If you are living and studying lawfully in the UK when it leaves the EU, you will be able to use the NHS, as you do now, after that date. You should continue to use your European Health Insurance Card (EHIC), if you have one, until that date, to prove you are entitled to NHS treatment and to avoid being charged for your healthcare.

If you do not have an EHIC, you can continue to apply for one until the day the UK leaves the EU from your health insurance authority.

Swiss and EFTA nationals who start their studies in the UK before exit day will continue to benefit from their EHIC cover for the duration of their course, even if it finishes after exit day.

The EHIC is not an alternative to travel insurance.

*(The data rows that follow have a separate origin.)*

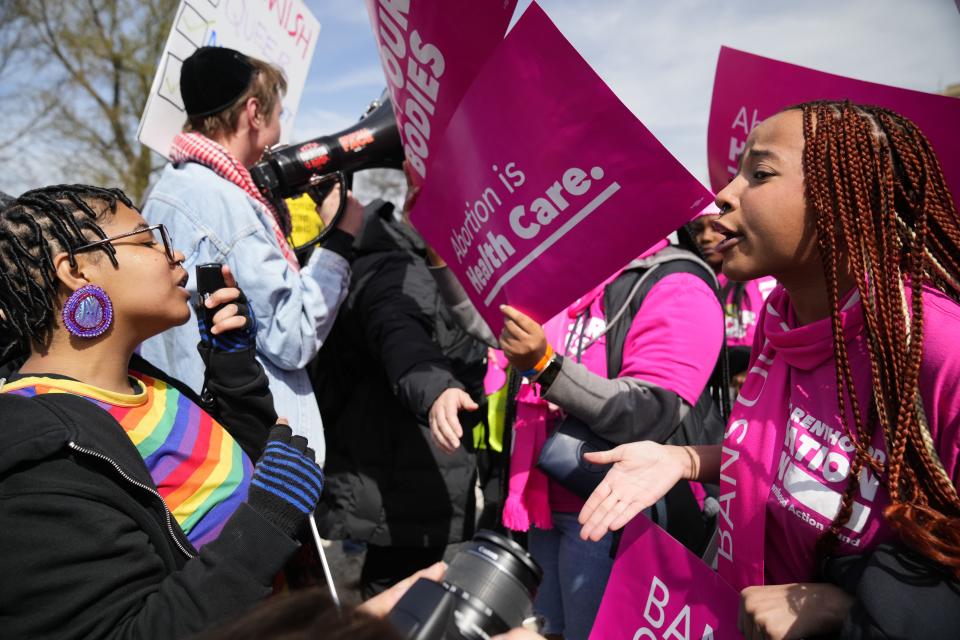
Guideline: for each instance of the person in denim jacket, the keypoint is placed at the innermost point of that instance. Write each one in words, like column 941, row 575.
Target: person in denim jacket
column 208, row 202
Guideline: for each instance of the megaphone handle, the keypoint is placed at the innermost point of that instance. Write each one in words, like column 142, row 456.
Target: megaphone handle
column 319, row 196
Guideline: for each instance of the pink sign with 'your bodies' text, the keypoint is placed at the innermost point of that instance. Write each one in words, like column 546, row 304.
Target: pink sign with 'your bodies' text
column 430, row 52
column 544, row 183
column 749, row 88
column 659, row 590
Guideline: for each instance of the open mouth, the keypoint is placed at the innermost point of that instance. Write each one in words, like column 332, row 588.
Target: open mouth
column 730, row 237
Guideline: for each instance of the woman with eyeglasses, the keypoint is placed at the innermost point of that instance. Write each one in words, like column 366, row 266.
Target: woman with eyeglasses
column 128, row 506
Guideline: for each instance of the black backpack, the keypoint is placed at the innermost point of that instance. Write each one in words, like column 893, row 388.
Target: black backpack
column 678, row 512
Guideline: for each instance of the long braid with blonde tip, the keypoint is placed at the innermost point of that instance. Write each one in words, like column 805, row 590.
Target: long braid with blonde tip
column 885, row 214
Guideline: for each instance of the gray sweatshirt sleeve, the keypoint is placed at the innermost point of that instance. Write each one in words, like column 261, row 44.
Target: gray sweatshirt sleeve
column 620, row 410
column 463, row 310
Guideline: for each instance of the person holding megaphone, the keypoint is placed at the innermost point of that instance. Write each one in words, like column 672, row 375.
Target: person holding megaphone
column 210, row 204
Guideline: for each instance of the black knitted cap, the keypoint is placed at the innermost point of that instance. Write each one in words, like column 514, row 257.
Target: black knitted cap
column 212, row 78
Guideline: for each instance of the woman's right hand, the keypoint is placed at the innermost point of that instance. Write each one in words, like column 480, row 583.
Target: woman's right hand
column 642, row 473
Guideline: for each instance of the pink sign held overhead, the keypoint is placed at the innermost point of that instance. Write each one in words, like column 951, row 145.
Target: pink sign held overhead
column 749, row 88
column 430, row 52
column 659, row 590
column 544, row 183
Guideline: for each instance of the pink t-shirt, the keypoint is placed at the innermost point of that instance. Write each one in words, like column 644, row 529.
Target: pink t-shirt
column 814, row 457
column 673, row 342
column 741, row 326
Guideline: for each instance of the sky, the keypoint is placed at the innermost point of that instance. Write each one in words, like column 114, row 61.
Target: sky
column 659, row 57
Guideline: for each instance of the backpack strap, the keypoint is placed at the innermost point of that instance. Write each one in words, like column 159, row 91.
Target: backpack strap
column 624, row 296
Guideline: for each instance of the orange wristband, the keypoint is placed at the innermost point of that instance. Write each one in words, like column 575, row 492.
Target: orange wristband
column 541, row 364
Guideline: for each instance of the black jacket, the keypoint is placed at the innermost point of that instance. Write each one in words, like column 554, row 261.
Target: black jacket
column 89, row 549
column 392, row 351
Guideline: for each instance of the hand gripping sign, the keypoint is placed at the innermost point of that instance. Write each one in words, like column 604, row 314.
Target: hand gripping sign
column 659, row 590
column 544, row 183
column 430, row 52
column 749, row 88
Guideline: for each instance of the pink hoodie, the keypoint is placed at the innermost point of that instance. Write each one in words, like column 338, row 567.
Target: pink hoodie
column 813, row 457
column 664, row 345
column 741, row 327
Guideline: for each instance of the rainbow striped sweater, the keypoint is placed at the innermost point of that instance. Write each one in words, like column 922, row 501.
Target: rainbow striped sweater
column 199, row 469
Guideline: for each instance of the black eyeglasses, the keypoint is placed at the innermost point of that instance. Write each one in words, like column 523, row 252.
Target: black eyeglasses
column 157, row 230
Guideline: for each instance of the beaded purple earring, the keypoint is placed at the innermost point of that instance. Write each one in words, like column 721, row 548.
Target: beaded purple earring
column 88, row 312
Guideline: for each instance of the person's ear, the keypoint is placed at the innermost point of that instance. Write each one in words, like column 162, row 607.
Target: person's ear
column 71, row 274
column 255, row 115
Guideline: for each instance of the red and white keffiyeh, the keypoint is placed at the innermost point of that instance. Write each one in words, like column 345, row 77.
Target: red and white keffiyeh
column 194, row 147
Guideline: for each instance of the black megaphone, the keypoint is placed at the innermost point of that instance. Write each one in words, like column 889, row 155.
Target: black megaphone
column 317, row 165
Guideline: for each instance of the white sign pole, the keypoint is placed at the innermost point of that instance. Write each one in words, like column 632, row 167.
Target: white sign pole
column 282, row 32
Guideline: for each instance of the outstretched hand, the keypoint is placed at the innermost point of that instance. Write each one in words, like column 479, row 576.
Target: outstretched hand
column 642, row 473
column 381, row 604
column 443, row 419
column 522, row 339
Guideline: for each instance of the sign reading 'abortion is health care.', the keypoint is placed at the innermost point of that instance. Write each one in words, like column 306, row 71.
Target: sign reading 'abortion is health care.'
column 658, row 590
column 430, row 52
column 282, row 32
column 749, row 88
column 544, row 183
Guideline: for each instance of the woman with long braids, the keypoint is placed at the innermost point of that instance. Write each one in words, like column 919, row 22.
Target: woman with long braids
column 839, row 506
column 127, row 510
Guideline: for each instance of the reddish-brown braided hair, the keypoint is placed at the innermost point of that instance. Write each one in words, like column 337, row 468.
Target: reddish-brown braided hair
column 884, row 213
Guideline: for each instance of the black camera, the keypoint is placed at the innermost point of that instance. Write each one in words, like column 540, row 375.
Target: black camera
column 488, row 589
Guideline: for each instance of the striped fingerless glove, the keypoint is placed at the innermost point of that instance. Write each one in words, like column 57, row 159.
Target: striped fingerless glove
column 286, row 483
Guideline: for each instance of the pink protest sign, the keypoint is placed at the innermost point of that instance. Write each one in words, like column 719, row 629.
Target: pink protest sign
column 749, row 88
column 659, row 590
column 430, row 52
column 544, row 183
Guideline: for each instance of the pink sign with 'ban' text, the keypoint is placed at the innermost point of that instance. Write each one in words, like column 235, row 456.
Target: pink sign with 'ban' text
column 659, row 590
column 749, row 88
column 430, row 52
column 544, row 183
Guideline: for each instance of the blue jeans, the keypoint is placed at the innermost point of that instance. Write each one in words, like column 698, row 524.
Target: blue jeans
column 575, row 574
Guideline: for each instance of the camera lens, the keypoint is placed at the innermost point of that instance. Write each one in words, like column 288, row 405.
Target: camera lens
column 497, row 578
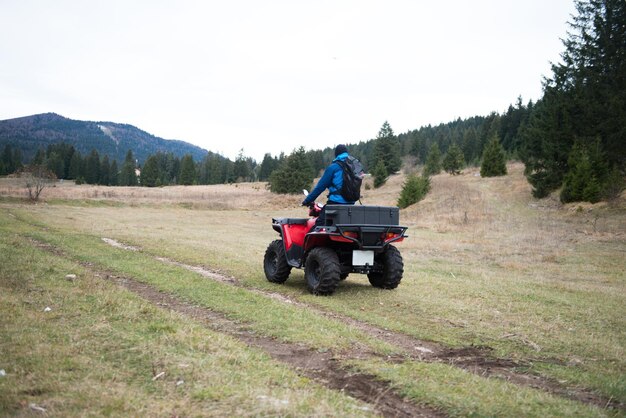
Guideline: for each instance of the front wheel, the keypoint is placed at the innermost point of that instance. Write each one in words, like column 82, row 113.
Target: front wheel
column 322, row 271
column 275, row 262
column 392, row 266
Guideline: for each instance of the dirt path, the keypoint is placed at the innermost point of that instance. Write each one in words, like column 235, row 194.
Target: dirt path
column 322, row 367
column 326, row 368
column 477, row 360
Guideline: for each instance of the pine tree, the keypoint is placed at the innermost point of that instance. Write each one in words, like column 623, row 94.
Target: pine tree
column 39, row 157
column 187, row 171
column 387, row 149
column 17, row 159
column 587, row 176
column 414, row 189
column 127, row 176
column 150, row 172
column 7, row 160
column 113, row 179
column 54, row 163
column 380, row 174
column 268, row 165
column 585, row 97
column 242, row 167
column 494, row 160
column 294, row 174
column 453, row 161
column 73, row 172
column 105, row 171
column 92, row 168
column 433, row 161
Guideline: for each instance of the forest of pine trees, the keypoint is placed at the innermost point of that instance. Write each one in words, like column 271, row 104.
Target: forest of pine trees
column 572, row 139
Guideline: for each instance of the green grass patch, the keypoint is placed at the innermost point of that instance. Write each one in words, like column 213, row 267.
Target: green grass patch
column 97, row 349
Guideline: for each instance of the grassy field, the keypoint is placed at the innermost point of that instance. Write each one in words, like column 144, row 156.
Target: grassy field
column 509, row 306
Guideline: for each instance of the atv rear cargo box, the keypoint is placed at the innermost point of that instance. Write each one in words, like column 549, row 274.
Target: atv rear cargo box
column 362, row 215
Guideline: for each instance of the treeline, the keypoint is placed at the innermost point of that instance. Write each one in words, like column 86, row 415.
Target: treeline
column 10, row 160
column 575, row 138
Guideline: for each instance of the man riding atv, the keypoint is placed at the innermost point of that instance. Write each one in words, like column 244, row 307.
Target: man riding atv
column 333, row 181
column 347, row 239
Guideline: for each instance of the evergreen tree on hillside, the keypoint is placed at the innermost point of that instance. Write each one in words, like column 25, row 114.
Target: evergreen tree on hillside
column 113, row 178
column 380, row 174
column 39, row 158
column 7, row 160
column 413, row 190
column 243, row 167
column 433, row 161
column 494, row 159
column 150, row 172
column 127, row 176
column 387, row 149
column 73, row 171
column 105, row 171
column 187, row 171
column 587, row 175
column 92, row 168
column 294, row 174
column 584, row 99
column 54, row 163
column 268, row 165
column 453, row 161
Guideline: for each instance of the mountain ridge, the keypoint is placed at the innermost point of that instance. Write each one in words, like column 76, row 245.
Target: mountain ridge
column 30, row 133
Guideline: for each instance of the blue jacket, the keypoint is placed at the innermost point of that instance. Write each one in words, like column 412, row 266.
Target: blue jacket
column 331, row 180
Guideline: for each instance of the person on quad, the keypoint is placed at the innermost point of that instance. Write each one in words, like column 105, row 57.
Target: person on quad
column 332, row 179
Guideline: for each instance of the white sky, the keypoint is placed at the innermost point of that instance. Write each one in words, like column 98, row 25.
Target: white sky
column 269, row 76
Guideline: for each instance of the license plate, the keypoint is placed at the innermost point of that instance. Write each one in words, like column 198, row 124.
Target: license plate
column 362, row 258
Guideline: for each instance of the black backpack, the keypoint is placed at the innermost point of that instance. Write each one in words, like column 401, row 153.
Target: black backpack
column 353, row 175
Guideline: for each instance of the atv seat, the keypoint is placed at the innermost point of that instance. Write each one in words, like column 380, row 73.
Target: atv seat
column 291, row 221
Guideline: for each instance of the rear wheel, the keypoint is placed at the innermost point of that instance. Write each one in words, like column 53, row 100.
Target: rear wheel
column 322, row 271
column 275, row 262
column 393, row 268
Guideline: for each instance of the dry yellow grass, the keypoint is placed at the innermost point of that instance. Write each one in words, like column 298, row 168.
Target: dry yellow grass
column 485, row 262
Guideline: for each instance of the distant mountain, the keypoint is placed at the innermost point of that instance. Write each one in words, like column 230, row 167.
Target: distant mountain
column 30, row 133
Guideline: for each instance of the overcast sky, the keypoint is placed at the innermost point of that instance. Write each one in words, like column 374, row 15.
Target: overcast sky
column 269, row 76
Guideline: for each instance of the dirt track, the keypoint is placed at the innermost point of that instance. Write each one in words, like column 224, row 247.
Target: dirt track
column 326, row 367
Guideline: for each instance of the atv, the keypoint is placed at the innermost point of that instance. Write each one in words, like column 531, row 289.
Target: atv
column 353, row 239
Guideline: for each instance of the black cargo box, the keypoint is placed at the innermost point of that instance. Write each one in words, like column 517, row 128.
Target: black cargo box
column 362, row 215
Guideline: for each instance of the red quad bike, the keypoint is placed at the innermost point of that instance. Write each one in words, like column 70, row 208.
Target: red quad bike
column 355, row 239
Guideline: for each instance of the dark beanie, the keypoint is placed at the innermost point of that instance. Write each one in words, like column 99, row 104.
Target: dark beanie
column 340, row 149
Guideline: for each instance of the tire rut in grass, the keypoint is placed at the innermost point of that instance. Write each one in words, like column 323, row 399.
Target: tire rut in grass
column 475, row 359
column 323, row 367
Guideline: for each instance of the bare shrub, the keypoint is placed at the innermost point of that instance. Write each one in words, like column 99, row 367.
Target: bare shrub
column 37, row 179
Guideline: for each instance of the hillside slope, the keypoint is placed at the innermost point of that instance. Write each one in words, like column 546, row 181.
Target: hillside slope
column 30, row 133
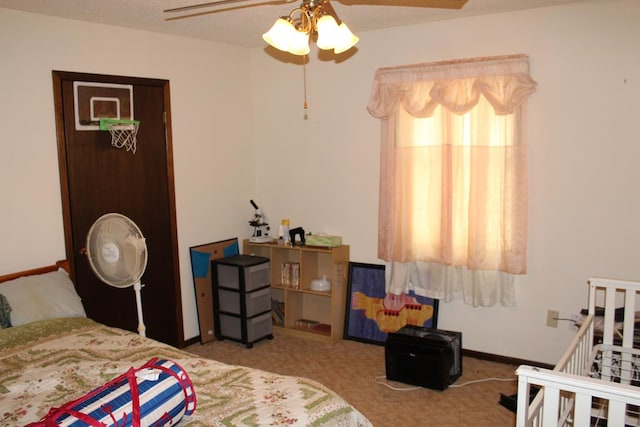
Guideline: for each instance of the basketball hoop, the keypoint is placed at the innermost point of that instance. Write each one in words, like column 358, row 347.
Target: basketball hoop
column 123, row 132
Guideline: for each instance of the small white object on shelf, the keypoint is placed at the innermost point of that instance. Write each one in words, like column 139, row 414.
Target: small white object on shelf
column 321, row 284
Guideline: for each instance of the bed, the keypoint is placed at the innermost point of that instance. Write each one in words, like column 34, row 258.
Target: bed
column 52, row 354
column 596, row 380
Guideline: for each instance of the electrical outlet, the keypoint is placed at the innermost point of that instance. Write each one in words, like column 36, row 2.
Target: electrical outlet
column 552, row 318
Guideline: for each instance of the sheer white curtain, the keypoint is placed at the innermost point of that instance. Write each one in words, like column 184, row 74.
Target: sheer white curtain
column 453, row 177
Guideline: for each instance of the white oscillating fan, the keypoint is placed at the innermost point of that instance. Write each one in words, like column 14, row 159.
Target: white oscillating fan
column 117, row 252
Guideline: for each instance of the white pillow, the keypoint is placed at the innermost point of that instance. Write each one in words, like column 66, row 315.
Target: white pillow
column 42, row 296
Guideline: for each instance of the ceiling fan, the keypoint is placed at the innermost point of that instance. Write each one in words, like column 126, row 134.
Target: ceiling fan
column 312, row 18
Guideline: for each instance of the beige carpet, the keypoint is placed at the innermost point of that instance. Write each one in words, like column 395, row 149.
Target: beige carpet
column 350, row 368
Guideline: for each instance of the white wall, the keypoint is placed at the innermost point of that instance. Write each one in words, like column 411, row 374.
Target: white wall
column 322, row 173
column 211, row 133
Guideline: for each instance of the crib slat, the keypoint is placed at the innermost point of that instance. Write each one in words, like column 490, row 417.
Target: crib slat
column 616, row 414
column 582, row 410
column 551, row 405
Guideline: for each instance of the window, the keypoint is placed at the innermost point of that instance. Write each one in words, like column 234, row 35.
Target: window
column 453, row 184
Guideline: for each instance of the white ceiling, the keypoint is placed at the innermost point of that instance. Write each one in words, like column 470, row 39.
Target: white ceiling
column 242, row 23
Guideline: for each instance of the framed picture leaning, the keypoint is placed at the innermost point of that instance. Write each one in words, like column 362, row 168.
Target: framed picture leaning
column 371, row 313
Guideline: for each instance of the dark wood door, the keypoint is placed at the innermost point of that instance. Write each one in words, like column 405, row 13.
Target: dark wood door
column 98, row 178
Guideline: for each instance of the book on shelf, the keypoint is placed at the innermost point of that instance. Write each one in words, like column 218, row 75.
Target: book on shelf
column 322, row 327
column 306, row 323
column 290, row 274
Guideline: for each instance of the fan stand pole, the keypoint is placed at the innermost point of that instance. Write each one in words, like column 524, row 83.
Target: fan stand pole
column 141, row 328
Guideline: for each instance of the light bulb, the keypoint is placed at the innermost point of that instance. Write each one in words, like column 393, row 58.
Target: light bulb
column 327, row 32
column 279, row 36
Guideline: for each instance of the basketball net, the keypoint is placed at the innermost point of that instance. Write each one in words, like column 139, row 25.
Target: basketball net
column 123, row 133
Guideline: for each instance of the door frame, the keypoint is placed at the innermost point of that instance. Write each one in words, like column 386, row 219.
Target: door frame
column 60, row 76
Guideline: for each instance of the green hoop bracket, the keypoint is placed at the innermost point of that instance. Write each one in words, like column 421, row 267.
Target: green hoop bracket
column 108, row 124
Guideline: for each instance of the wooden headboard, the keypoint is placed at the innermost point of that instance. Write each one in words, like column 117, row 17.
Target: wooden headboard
column 39, row 270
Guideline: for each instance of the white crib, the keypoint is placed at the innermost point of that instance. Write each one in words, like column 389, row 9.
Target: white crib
column 591, row 383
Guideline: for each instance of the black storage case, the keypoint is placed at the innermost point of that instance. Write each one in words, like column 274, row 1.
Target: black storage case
column 242, row 298
column 424, row 357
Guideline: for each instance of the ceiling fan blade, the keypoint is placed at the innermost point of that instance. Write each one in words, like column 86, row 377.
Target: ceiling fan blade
column 435, row 4
column 218, row 10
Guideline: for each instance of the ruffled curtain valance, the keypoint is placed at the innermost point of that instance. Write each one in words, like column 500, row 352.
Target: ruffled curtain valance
column 456, row 85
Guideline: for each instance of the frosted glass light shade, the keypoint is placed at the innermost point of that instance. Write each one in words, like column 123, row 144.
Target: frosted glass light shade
column 327, row 32
column 345, row 39
column 279, row 36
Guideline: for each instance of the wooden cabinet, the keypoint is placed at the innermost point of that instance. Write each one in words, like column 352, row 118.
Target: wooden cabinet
column 297, row 309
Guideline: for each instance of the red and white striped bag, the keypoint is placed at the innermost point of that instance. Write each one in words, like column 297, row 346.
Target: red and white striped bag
column 158, row 393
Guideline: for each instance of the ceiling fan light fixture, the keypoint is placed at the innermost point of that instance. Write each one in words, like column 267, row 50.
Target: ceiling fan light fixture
column 328, row 32
column 291, row 34
column 280, row 34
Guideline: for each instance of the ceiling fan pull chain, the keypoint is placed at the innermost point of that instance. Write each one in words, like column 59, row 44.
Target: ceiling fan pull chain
column 304, row 79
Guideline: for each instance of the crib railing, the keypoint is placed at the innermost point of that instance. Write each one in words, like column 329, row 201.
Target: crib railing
column 574, row 361
column 566, row 396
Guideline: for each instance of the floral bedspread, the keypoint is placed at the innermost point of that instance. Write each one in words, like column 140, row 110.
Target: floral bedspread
column 45, row 364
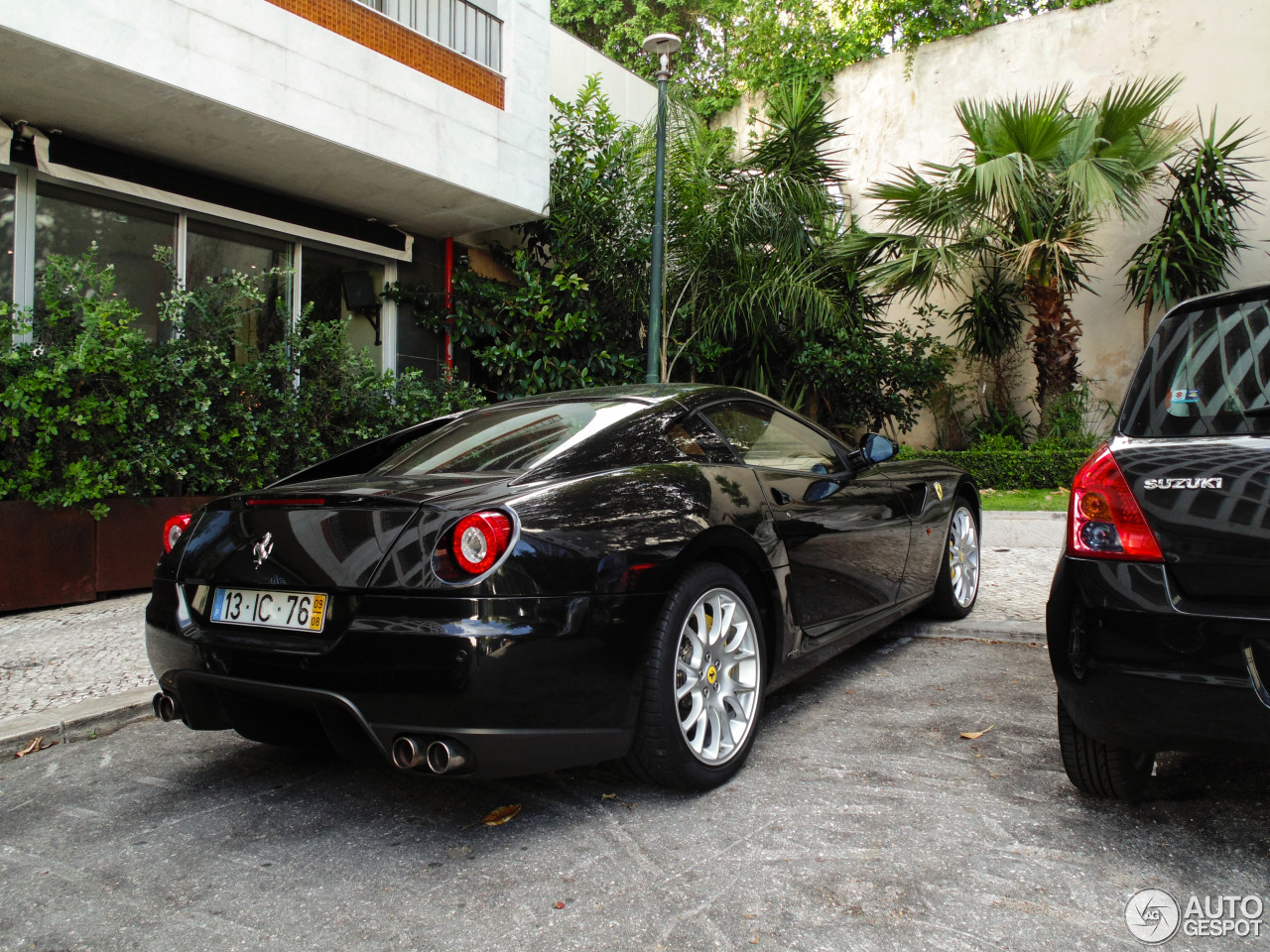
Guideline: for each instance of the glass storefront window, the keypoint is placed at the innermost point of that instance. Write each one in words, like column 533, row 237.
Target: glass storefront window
column 324, row 278
column 7, row 206
column 67, row 222
column 213, row 252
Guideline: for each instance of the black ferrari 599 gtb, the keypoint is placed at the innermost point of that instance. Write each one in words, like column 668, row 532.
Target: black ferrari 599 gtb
column 554, row 581
column 1159, row 617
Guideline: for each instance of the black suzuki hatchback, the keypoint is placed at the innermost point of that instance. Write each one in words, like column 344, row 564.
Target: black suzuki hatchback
column 1159, row 617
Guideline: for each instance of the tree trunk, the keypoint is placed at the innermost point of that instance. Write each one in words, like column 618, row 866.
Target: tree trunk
column 1053, row 338
column 1146, row 320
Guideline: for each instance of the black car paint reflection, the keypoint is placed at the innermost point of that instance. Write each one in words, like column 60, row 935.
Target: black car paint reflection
column 538, row 662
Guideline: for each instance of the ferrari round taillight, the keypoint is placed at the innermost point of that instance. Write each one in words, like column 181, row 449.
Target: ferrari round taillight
column 172, row 531
column 480, row 539
column 1103, row 521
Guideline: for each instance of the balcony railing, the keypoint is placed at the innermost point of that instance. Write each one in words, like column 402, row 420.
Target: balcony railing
column 456, row 24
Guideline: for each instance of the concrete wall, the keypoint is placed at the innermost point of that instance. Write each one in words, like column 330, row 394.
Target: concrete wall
column 633, row 98
column 902, row 114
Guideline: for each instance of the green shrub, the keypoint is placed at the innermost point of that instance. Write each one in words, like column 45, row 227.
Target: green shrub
column 1038, row 467
column 90, row 411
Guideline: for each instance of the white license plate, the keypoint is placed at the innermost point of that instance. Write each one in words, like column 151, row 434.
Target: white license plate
column 298, row 611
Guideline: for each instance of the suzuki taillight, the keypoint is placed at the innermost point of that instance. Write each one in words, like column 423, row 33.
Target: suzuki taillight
column 480, row 539
column 1103, row 521
column 172, row 531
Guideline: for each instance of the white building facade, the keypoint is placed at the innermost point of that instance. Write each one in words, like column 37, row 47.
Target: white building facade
column 344, row 141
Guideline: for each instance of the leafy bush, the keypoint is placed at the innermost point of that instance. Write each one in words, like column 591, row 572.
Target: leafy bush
column 871, row 379
column 75, row 400
column 1038, row 467
column 90, row 411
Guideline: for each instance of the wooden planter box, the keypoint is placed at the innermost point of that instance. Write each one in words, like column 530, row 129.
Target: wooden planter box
column 63, row 556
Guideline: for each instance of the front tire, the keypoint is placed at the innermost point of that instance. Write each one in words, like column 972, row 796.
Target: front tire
column 957, row 583
column 1097, row 769
column 702, row 683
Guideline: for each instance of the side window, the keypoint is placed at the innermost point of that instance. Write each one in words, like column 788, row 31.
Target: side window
column 765, row 436
column 693, row 436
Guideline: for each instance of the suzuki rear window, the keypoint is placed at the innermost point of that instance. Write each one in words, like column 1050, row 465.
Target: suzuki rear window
column 504, row 438
column 1206, row 373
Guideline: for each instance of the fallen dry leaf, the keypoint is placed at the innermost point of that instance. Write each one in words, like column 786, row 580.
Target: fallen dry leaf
column 37, row 744
column 497, row 817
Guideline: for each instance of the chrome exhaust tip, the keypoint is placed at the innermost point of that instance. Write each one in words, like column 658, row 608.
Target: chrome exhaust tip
column 408, row 753
column 444, row 756
column 166, row 707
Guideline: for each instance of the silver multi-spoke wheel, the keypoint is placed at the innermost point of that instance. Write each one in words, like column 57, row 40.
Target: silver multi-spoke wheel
column 964, row 557
column 716, row 676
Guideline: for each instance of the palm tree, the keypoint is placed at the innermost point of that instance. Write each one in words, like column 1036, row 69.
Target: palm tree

It is therefore important to have both an EHIC and a valid private travel insurance policy in place before you travel.

Find out more about healthcare for EU or EFTA citizens visiting UK.

S1 certificate (formerly known as E106)

If you are living lawfully in the UK when the UK leaves the EU, you will be able to use the NHS, as you do now, after that date.

Under current rules, an S1 certificate helps you and your dependents to be covered for healthcare in the EU/EFTA country where you live, including the UK. If you have an S1 certificate, it will be valid until the UK leaves the EU.

If you do not have an S1 certificate, you can continue to apply for one until the UK leaves the EU.

You may be eligible for an S1 certificate, if you:

  • have worked and paid contributions in the EU/EFTA
  • receive some relevant benefits such as pensions from the EU/EFTA

If you are eligible, you should apply to the health insurance authority in the relevant country.

If you are an EFTA national living in the UK on exit day, your S1 entitlements are protected after exit day under the citizens’ rights agreements with Switzerland and the EFTA states.

After the UK leaves the EU, for citizens from EU Member States, the S1 certificate may not be valid, depending on decisions by those countries on the continuation of reciprocal entitlements.

However, EU citizens lawfully residing in the UK on exit day will continue to be covered for healthcare after that date.

Agreement with Switzerland and EFTA states

Find out more about the Swiss Citizens’ Rights Agreement.

Find out more about the EEA EFTA separation agreement (for a deal scenario).

Find out more information on the EEA EFTA separation agreement (for a deal scenario).

Find out more about the EEA EFTA Citizens’ Rights agreement (for a no deal scenario).

Agreement with Ireland

British citizens who live in Ireland and Irish citizens who live in the UK will continue to have the right to access healthcare there. This is because of longstanding arrangements under the Common Travel Area.

Both governments are committed to continuing to help people access healthcare after the UK leaves the EU.

Find out more information on the Common Travel Area between the British and Ireland.